“In the first place, those who don’t leave with ‘Nusra’ should clearly separate themselves [from it], on paper, officially sign such a commitment,” Lavrov said.
“Maybe then the government law enforcers and this armed opposition will be able to form some kind of joint law-and-order bodies to ensure normal life, so that people would feel safe,” he continued.
On Thursday, the UN’s envoy for Syria, Staffan de Mistura, warned that East Aleppo might be destroyed within two months if the military action in the city continues. He also urged Al-Nusra to leave the city, saying that he is willing to personally escort them out.
“If you [Al-Nusra] did decide to leave, in dignity with your weapons, to Idlib or anywhere you wanted to go, I personally am ready, physically ready, to accompany you,” he said.
Lavrov noted that according to the UN estimations there are between six and eight thousand militants in Aleppo.
“Among them up to half, that what Mistura said in the UN Security Council [are from] ‘Jabhat Al-Nusra,” the Russian Foreign Minister said.
If Al-Nusra exits Aleppo and moves to Idlib, where its major forces are located, Russia “will be ready to call on the Syrian Government to agree with that,” Lavrov added.
On Friday, German Chancellor Angela Merkel called on Russia to end what she described as “atrocious” violence in Aleppo, citing Moscow’s influence on the Syrian government. Similar calls have been made by the government spokesperson, Steffen Seibert.
“We believe that Russia and Iran in particular are obligated to use their influence on the Assad regime to halt the escalation in violence and the suffering of the civilian population,” Seibert said.
Syrian jets, backed by Russian Airforce, are targeting militants in East Aleppo after jihadists there repeatedly violated the cessation of hostilities, according to Moscow and Damascus.
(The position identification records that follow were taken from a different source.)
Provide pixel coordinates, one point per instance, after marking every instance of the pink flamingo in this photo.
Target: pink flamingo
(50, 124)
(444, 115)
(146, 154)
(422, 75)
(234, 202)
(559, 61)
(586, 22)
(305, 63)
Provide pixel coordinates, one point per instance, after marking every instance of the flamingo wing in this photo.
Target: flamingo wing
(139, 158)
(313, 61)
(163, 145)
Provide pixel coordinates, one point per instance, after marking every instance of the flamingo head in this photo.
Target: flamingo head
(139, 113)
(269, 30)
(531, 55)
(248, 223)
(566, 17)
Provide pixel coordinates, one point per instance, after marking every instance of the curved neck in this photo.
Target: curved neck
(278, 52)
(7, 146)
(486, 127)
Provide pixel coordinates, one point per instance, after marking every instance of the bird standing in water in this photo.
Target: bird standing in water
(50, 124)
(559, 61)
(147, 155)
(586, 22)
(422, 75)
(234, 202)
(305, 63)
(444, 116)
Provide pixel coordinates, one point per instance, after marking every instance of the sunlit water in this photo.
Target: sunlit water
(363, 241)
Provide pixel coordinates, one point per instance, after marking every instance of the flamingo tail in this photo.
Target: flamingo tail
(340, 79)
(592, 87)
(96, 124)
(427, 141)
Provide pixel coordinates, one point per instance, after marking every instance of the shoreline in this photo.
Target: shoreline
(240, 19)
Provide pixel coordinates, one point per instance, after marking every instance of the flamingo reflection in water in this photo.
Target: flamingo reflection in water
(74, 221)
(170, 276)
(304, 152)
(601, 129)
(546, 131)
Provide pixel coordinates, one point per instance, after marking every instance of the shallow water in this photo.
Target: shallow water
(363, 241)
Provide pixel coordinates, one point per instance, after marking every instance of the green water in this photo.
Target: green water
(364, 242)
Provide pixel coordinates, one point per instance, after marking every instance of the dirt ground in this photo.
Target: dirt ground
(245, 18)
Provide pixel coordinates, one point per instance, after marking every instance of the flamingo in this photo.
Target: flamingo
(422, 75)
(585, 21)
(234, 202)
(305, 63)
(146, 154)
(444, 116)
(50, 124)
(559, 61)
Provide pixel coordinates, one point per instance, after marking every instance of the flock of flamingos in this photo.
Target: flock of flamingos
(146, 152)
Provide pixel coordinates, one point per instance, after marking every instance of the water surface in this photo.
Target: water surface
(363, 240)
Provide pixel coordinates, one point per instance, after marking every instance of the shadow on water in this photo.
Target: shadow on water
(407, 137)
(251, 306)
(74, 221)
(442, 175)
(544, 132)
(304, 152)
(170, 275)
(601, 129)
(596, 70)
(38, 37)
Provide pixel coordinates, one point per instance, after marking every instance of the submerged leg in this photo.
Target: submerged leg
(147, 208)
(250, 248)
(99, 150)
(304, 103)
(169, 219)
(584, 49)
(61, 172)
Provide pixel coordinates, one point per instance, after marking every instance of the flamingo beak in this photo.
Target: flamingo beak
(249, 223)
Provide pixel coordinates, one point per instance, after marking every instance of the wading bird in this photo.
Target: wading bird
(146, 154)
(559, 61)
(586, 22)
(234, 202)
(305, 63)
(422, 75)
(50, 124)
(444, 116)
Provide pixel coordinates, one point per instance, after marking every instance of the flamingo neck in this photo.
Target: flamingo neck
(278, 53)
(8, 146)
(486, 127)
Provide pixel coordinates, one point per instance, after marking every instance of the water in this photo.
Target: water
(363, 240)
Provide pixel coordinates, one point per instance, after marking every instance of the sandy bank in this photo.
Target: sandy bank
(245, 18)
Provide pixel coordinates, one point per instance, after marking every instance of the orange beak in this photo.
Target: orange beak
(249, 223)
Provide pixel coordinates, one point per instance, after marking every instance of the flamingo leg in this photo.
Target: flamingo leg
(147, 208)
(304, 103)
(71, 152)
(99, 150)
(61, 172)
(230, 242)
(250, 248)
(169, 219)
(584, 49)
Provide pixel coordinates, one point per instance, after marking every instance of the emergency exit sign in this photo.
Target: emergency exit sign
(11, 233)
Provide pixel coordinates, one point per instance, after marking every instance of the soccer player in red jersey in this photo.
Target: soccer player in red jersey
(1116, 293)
On Thursday, Lavrov said that Russia wants to resolve the Aleppo deadlock via “all means available.” He also stressed that in terms of humanitarian aid deliveries Moscow “does not divide Aleppo into parts, controlled by government and militants.”
During an interview with Denmark’s TV 2 channel, Syrian President Bashar Assad said he wants to completely liberate Aleppo from militants, however in doing so “deals” and “amnesties” should play a key part.
He nevertheless stressed that the assumption that there is “moderate” opposition does not reflect the truth. Instead the Syrian leader called such forces “a myth.”